Specifically, at first, at least one set of initial speech recognition data uploaded by a client is acquired, the initial speech recognition data being composed of speech data and corresponding text data. For example, the voice data in the initial voice recognition data may be a voice of a short video made by a user, and the text data in the initial voice recognition data may be a text subtitle input by the user for the short video, or a text obtained by modifying the text automatically recognized by the voice recognition system by the user. And comparing the text data in each group of initial voice recognition data with the preset text data, and calculating the word error rate of each group of initial voice recognition data. Alternatively, the preset text data may be text data automatically recognized after the voice recognition system inputs the voice data. Thus, the word error rate of each set of speech recognition data can be calculated by comparing the text data recognized by the speech with the text data modified by the user. It will be appreciated that word error rates may be used to characterize the accuracy of speech recognition, i.e., the lower the word error rate, the higher the accuracy of speech recognition; the higher the word error rate, the lower the accuracy of speech recognition.

And then judging whether the word error rate of each group of data is in a preset word error rate interval, and screening out the voice recognition data with the word error rate in the preset word error rate interval to form the weak tag voice recognition data. And finally, combining the weak tag voice recognition data with the manually marked voice recognition data to jointly form voice recognition training data. The voice recognition training data is used for training a voice recognition model, for example, the voice recognition model is trained according to the data characteristics of the weak tag voice recognition data and the data characteristics of the manually marked voice recognition data, so that the accuracy of voice recognition is improved.

Alternatively, the preset word error rate interval may be 10% to 30%. Setting 10% is to consider that below this value, speech recognition already has a very high accuracy, which does not significantly improve the performance of the speech recognition system. Setting 30% is to consider that above this value, the reason why the performance of the speech recognition system is not high may be that the user speaks a dialect, and at this time, using the data in this case for training may cause the speech recognition system to tilt in the direction of the dialect, which is rather disadvantageous for improvement of the performance of the speech recognition system. Of course, in other embodiments, the preset word error rate interval may also be selected based on different application requirements, for example, in order to further improve the performance of the speech recognition system, the word error rate interval may be set to 30% -45%, and so on.

According to the method for generating the voice recognition training data, the voice recognition training data are generated according to the weak tag voice recognition data and the manually marked voice recognition data, a large amount of effective weak tag voice recognition data can be obtained in a short time due to the convenience in obtaining the weak tag voice recognition data, and the dependence on the manually marked voice recognition data can be reduced by utilizing the weak tag voice recognition data, so that the generation time of the voice recognition training data is saved, and the generation cost of the voice recognition training data is reduced.

FIG. 2 is a flow chart illustrating a complementary scheme for generating speech recognition training data based on weak tag speech recognition data and manually labeled speech recognition data, according to an exemplary embodiment. Referring to fig. 2, in one embodiment, step S25 may include the following steps:

in step S252, the voice data in the weak tag voice recognition data is aligned with the text data, and the aligned weak tag voice recognition data is obtained.

In step S254, the aligned weak tag speech recognition data and the artificially labeled speech recognition data are combined to obtain speech recognition training data.

Specifically, in order to facilitate analysis and processing of large-scale voice data and text data, accuracy of data processing is guaranteed when the volume of data is large, after weak tag voice recognition data is obtained, voice data in the weak tag voice recognition data is aligned with the text data by using a preset acoustic model, and aligned weak tag voice recognition data is obtained.

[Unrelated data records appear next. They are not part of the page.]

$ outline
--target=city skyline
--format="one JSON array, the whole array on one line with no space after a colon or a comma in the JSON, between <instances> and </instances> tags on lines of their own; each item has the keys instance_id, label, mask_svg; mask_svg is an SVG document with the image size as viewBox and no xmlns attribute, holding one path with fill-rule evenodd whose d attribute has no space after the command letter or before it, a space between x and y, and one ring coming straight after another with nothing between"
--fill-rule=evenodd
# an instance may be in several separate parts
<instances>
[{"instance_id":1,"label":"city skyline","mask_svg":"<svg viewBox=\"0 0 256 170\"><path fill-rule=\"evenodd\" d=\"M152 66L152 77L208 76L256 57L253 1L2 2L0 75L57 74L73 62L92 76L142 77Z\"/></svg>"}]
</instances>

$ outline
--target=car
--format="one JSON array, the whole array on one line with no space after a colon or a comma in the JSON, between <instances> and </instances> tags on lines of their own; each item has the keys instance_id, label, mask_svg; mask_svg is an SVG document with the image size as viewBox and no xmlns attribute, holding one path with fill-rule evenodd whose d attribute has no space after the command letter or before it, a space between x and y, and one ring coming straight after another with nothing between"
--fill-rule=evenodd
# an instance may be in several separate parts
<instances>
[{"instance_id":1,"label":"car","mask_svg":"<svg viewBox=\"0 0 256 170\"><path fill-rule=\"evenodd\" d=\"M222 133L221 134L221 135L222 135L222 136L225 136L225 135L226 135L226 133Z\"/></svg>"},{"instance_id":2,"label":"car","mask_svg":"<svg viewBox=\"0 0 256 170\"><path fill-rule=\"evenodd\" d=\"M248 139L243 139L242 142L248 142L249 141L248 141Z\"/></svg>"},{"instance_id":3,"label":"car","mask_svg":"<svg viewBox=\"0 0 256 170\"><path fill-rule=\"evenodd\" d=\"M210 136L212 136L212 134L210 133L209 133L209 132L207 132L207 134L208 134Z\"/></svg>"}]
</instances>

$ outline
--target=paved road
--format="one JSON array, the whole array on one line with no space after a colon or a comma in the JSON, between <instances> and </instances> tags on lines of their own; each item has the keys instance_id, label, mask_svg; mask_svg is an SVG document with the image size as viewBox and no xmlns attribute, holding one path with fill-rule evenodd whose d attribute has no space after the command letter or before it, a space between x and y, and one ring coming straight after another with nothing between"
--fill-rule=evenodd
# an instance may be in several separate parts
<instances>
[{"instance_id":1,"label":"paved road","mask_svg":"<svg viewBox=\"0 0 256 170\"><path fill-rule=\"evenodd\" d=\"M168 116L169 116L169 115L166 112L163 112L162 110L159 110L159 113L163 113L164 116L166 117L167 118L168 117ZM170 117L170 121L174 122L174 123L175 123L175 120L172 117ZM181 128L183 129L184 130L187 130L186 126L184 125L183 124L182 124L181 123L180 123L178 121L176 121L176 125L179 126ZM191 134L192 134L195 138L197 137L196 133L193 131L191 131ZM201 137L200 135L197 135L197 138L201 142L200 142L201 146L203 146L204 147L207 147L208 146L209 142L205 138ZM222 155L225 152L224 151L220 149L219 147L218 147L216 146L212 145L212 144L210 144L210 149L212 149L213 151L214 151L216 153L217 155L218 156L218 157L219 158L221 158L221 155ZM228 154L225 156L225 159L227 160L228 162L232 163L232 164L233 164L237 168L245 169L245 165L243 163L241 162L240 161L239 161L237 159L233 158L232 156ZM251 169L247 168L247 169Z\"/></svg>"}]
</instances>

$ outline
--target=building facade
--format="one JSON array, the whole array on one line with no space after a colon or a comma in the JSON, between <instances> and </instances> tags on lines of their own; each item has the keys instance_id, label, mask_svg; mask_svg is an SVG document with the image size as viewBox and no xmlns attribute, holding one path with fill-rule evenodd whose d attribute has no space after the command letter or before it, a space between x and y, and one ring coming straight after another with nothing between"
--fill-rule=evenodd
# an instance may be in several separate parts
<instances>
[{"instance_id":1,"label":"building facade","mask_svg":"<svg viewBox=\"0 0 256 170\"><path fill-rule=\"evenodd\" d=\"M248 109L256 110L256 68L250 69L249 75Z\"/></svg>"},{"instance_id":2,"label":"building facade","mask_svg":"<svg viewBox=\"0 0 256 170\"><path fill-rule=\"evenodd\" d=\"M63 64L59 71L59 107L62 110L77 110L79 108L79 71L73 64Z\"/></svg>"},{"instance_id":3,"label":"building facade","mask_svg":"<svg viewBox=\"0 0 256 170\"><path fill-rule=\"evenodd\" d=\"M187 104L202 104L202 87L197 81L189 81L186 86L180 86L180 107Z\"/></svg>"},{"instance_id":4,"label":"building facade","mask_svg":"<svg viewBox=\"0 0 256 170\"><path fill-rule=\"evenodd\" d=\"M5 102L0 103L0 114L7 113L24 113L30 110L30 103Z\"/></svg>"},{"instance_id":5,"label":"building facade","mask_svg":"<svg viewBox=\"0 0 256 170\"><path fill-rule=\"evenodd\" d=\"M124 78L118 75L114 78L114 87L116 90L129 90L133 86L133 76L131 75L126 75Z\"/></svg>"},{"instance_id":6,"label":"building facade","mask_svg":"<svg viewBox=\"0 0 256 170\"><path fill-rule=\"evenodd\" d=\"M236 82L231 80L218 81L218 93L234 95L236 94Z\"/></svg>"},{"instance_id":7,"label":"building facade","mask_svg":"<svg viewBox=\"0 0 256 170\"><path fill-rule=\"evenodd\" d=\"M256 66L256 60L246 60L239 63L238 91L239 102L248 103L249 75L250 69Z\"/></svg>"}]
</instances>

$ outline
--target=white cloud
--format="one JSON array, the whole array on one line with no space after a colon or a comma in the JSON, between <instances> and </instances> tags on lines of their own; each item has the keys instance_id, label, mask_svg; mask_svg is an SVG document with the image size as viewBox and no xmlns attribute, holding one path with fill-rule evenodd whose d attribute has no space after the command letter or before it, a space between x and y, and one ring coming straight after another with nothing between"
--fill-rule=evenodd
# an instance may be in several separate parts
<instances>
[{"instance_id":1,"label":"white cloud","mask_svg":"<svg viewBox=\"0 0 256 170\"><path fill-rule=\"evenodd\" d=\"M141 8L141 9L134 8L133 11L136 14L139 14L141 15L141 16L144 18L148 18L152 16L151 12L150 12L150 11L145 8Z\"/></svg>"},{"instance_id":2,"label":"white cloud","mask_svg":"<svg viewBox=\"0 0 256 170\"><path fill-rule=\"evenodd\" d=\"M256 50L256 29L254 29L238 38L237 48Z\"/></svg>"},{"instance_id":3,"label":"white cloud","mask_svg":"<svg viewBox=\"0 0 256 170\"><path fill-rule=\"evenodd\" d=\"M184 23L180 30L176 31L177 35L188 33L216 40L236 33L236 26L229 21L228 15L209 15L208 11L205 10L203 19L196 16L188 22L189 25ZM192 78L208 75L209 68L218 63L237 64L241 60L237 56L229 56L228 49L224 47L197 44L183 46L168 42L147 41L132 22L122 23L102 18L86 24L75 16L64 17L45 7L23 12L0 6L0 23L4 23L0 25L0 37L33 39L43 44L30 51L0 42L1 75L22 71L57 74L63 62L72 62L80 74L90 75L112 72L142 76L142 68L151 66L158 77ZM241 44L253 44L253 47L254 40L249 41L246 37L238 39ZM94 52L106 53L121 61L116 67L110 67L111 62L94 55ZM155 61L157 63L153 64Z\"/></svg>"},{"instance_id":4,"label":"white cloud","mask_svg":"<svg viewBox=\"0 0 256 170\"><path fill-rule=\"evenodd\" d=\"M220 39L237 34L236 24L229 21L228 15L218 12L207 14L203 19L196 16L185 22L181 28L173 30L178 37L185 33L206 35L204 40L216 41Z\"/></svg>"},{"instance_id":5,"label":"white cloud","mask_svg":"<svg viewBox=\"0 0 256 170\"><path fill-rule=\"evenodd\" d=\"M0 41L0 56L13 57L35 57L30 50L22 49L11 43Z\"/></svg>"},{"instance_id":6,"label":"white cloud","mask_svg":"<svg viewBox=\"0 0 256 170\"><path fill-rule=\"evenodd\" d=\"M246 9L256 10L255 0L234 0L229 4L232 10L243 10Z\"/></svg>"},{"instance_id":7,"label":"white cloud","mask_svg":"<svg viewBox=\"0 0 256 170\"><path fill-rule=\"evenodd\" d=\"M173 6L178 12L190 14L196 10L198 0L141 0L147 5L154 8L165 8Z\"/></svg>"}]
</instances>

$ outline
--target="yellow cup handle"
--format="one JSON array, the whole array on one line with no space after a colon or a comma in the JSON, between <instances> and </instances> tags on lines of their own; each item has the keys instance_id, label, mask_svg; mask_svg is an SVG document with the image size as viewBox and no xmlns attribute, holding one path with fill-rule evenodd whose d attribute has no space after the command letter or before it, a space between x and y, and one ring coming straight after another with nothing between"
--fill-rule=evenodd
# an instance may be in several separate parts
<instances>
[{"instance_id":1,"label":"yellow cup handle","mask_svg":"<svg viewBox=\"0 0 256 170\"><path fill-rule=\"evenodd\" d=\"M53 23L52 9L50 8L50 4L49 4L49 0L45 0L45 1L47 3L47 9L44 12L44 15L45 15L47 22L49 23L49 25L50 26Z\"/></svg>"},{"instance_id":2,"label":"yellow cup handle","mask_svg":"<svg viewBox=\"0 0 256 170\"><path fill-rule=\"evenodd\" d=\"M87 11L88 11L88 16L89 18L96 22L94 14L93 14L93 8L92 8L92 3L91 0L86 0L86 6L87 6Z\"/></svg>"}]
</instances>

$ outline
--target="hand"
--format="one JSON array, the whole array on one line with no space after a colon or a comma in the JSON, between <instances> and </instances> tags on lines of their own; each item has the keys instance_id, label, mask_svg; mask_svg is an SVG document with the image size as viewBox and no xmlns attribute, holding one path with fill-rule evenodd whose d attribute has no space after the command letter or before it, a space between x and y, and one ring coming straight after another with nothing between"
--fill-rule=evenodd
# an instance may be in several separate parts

Optionally, a specific implementation of the alignment of the voice data with the text data may include the following steps:

Firstly, extracting audio features corresponding to aligned weak tag voice recognition data, inputting the audio features and text data into a preset acoustic model, expanding the text data into a search space formed by an HMM state sequence through the acoustic model, and calculating to obtain the score of each path in the search space; searching paths with highest scores in a plurality of first paths in a search space in a breadth-first search mode, wherein the first paths are paths with the same phoneme sequence and different time points; and aligning the audio features with the HMM state sequence according to the path with the highest score to obtain the aligned weak tag voice recognition data.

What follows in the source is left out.